Tento una finta espirazione ma l’etilometro non se la beve.
“Molto bene, ecco il suo libretto.”
“E la patente?”
“Quella la tengo io. Parcheggi pure in quello spiazzo, quando tornerà sobrio potrà andare a casa.”
Abbattuto dall’ennesimo scherzo della sorte, mi accuccio su una panchina e cado in un sonno profondo.
Mi risveglio sei ore più tardi con il sole alto, una merda di piccione sulla spalla e nove euro in moneta per terra, frutto della pietà di alcuni passanti mattutini che devono avermi scambiato per un barbone.
Riprendo l’utilitaria e raggiungo il garage di casa.
Apro il portone mentre una leggera depressione mi prende per mano e mi accompagna passo-passo per le scale, fino all’ultimo gradino della rampa.
Raggiunto il culmine della scalinata, la suola, ancora viscida dai resti di escrementi canini, mi tradisce proiettandomi a valle come una balla di fieno lanciata dall’Himalaya e mi ritrovo ancora davanti al portone del condominio.

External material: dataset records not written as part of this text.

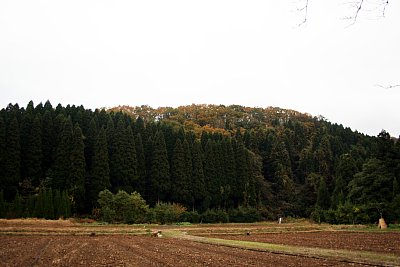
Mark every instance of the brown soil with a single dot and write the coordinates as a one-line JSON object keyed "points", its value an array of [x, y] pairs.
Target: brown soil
{"points": [[384, 242], [127, 250]]}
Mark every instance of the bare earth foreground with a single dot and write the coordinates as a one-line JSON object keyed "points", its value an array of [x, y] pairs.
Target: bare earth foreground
{"points": [[62, 243]]}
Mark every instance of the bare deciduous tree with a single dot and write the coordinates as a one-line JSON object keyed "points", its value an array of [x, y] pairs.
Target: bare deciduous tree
{"points": [[373, 9]]}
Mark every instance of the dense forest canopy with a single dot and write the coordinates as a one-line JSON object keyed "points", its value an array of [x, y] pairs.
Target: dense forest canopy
{"points": [[56, 160]]}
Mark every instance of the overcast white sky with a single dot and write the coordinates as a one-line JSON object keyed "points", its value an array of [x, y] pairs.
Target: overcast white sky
{"points": [[170, 53]]}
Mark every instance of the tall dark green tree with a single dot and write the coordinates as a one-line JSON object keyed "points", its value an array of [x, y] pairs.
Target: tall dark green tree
{"points": [[3, 147], [210, 175], [131, 166], [77, 170], [100, 178], [90, 140], [179, 176], [33, 154], [198, 187], [13, 158], [160, 170], [372, 185], [2, 205], [48, 140], [61, 169], [140, 184], [323, 200]]}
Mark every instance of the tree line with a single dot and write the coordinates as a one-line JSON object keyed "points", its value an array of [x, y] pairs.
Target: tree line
{"points": [[277, 162]]}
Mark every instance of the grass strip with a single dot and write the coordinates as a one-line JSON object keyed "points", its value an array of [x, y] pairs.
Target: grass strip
{"points": [[361, 257]]}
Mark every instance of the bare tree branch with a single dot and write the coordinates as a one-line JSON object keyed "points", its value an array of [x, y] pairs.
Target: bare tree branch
{"points": [[304, 9], [358, 8], [384, 8], [388, 86]]}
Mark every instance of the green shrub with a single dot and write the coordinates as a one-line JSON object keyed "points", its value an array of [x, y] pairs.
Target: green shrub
{"points": [[165, 213], [244, 215], [215, 216]]}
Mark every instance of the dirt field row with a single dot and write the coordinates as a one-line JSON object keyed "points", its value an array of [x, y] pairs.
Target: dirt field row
{"points": [[136, 251], [384, 242]]}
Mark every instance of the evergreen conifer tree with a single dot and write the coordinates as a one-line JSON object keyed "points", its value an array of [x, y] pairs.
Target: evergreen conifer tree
{"points": [[62, 165], [100, 178], [13, 157], [48, 140], [17, 205], [160, 169], [3, 154], [179, 178], [141, 165], [198, 187], [77, 169], [2, 205]]}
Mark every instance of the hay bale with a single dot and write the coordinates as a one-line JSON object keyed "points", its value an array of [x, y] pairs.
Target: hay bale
{"points": [[156, 234], [382, 224]]}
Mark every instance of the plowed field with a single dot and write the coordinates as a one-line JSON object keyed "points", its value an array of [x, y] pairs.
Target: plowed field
{"points": [[68, 243], [365, 241], [125, 250]]}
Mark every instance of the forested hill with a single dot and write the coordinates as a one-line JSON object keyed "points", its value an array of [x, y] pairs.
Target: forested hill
{"points": [[272, 161]]}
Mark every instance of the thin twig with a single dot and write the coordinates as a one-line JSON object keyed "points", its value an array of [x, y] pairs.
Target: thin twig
{"points": [[384, 8], [305, 9], [387, 87], [359, 6]]}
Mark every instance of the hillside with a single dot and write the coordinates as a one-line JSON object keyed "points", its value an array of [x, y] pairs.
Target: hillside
{"points": [[272, 161]]}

Sdraiato a terra a faccia in giù, le immagini della notte precedente mi scorrono davanti come il classico film della tua vita che si dice si palesi nell’attimo prima in cui stai per morire: sigaretta dal finestrino che brucia il sedile, primo posto di blocco della Polizia, tentata rapina al parco, grande stronzo padrone di grande cane che fa grandi merde, extracomunitario dal super udito che mi devasta gli interni della macchina, alcolizzato che mi svuota la vescica su una gamba, secondo blocco di Polizia con “donazione” non volontaria della patente e, infine, pelle maculata di lividi a causa di una discesa libera lungo le scale di casa.
Ripercorro le rampe prestando più attenzione, penso a quant’era rilassante e privo di rischi il lockdown della “Fase 1” e raggiungo finalmente il mio appartamento dal quale, a conti fatti, non sarei mai dovuto uscire.